Один короткий разговор, и Алина уже улыбается. Она довольна дочерью, а главное — довольна собой. За полгода ей почти удалось наверстать упущенное в их отношениях. Пришлось сократить количество командировок и тщательно следить за своим расписанием: два дня в неделю должны были принадлежать ребенку. Алина справлялась. Иногда приходилось откладывать важную встречу, другой раз — отказываться от заманчивого предложения длительных выездных съемок. Но это Алину не огорчало, она не боялась выпасть из обоймы. В конце концов, отсутствие в личной коллекции собственноручно сделанных снимков Мачу Пикчу или Храма Изумрудного Будды пережить намного проще, чем равнодушие собственного ребенка. Алина знает: обрести гораздо сложнее, чем потерять, и в иерархии ее приобретений любовь дочери сегодня занимает прочное первое место, а возможное сокращение славы и гонораров ничуть не смущает.

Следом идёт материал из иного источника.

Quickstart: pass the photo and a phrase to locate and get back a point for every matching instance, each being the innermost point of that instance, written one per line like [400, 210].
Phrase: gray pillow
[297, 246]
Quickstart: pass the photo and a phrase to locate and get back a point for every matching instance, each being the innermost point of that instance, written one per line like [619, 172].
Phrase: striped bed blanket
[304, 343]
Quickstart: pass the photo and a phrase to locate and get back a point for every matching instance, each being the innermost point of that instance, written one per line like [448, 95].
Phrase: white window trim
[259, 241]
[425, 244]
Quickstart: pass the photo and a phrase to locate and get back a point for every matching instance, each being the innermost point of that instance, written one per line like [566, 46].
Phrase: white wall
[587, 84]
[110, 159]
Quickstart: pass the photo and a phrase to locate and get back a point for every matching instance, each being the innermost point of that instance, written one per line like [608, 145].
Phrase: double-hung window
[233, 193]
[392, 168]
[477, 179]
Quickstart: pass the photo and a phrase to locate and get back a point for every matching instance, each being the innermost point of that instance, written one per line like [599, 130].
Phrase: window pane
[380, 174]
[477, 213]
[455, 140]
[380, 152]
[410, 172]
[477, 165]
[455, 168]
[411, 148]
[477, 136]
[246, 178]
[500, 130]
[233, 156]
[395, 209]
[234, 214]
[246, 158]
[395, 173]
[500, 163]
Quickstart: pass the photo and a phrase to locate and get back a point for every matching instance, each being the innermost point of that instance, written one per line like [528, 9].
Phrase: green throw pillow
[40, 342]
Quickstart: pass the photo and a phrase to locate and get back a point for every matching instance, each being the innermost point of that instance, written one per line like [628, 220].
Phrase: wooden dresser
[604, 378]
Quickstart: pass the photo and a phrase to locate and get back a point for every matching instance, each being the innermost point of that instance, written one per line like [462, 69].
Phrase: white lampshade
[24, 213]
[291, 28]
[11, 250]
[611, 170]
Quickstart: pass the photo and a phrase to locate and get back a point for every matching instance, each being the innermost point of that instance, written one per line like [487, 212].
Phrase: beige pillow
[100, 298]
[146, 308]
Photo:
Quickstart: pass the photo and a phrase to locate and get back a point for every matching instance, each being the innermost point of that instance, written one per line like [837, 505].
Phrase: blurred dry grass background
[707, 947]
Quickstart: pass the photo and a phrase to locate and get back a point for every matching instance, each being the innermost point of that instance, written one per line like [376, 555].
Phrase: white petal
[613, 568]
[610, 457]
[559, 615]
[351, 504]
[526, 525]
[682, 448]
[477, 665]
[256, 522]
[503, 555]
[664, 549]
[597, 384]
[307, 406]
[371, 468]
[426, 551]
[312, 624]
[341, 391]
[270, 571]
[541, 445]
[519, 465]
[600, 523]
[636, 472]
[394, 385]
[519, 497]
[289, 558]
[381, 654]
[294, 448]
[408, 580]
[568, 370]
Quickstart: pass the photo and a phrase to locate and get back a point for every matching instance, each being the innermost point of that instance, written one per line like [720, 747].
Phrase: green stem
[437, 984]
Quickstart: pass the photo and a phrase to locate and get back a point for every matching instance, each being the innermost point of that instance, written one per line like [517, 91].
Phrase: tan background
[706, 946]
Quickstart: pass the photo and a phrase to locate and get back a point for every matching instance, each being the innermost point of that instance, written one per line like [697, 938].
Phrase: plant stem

Алина уверена: богатство, которым она сейчас обладает, затмит своей ценностью любые материальные блага.
Разговор с Натали помогает Алине забыть обо всех переживаниях. Она расслаблена, успокоена и готова снимать. Она делает несколько снимков Талгарского перевала, разворачивает штатив к Школьнику[23], спрашивает у корреспондента:
— Вадик, тебе только красоту? Или народ тоже пощелкать?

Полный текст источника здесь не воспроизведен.